As the plain-talking South Carolinian told reporters in Banff, "I've heard more than one Canadian official say it's mostly Canadians bringing the guns across."

Well, sho'nuff. And it's Canadian youths who are shooting Canadians on Canadian streets. What the heck is the U.S. ambassador supposed to do about that?

"Dalton, get a grip!" That was Sen. Colin Kenny's reaction last week when I asked him if the premier's effort would do much for our safety and security.

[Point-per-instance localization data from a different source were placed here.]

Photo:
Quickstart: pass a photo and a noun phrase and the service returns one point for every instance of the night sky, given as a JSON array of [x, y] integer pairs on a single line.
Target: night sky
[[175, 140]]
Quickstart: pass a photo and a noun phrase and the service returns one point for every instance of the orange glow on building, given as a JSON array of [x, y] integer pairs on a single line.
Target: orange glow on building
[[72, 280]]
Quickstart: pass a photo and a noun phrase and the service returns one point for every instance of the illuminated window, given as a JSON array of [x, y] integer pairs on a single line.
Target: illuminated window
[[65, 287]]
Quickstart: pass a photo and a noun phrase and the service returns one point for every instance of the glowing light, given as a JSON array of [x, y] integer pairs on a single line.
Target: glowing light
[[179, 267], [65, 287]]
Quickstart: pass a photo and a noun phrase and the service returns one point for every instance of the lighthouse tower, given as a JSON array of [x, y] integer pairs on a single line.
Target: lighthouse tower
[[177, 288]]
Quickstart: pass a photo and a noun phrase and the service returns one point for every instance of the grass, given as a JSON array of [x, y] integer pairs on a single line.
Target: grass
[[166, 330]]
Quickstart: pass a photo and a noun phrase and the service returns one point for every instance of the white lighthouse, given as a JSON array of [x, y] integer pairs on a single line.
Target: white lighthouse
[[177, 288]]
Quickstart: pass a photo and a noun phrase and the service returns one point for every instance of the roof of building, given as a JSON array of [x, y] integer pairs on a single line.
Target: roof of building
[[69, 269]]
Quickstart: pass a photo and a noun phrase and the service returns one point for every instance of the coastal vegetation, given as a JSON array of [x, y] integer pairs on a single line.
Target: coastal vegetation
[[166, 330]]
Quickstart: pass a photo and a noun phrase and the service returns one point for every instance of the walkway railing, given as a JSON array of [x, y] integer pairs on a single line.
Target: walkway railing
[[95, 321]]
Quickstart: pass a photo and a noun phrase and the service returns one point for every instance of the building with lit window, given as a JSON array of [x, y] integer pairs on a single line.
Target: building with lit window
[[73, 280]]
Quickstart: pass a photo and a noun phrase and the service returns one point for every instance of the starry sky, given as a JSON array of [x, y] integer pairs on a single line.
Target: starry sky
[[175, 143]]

Kenny knows whereof he speaks. Not only is he well-versed in the failings of our border security after spending the past three years researching it as head of the Senate Committee on National Security and Defence -- he's also a Liberal, a Torontonian and a gun owner (a rare combination).

"The problem does not appear to be U.S. entrepreneurs coming up to Canada," Kenny says, citing a case his committee heard involving a Scarborough gang. "When they ran out of gangs, they sent three vehicles to the U.S. and brought some back." It's just "dumb" to say this is an American problem, he adds.

The real problem, says Kenny, is a basic one for our border staff: Lack of resources, intelligence and, well, firepower.

As his committee's latest report outlined just a few weeks ago, our border guards are woefully understaffed and underequipped, and in many cases function more as glorified tax collectors than as front-line security, which is what we need them to be.

Incredibly, at 62 border points, their computers aren't even hooked up to a government mainframe, so if a carload of gangsters with long criminal records comes through (never mind suspected terrorists), the officers would never know, because they can't properly screen them.

They aren't armed, either, which obviously puts them at a disadvantage when it comes to stopping suspected gun traffickers.

That's not to say they don't catch bad guys -- they do. We've all heard the statistic that they stopped 5,446 firearms coming in from the U.S. from 2000-2004. Impressive, although it begs the question of how many thousands more got through. (What's more, Kenny notes, a number of guns are surrendered voluntarily by Americans who arrive at our border unaware of the rules.)

Aside from beefing up security (which Wilkins and McGuinty did pledge to work on, in the vaguest of terms), Kenny says we also need to start doing "outbound" inspections; i.e., making people check in with customs when they leave the country as well. He notes the U.S. is already planning to do just that, "so we're halfway there." Canada needs to catch up.

Usually when we talk about border security, it's with visions of an Ahmed Ressam, al-Qaeda's would-be "millennium bomber" from Quebec, headed across the line with a trunkful of explosives.

But terrorism and the kind of crime now terrorizing Toronto are part of the same continuum, as is the vigilance required to stop it.

The bad guys bringing handguns back from the U.S. are far more common than al-Qaeda, and their victims wind up equally dead (in Toronto alone this year, shooting victims already outnumber the Canadians killed on 9/11).

Of course both countries need to discuss what makes it so easy to get a lethal weapon and -- more importantly -- what makes using it so attractive. But first things first. Let's get the guns.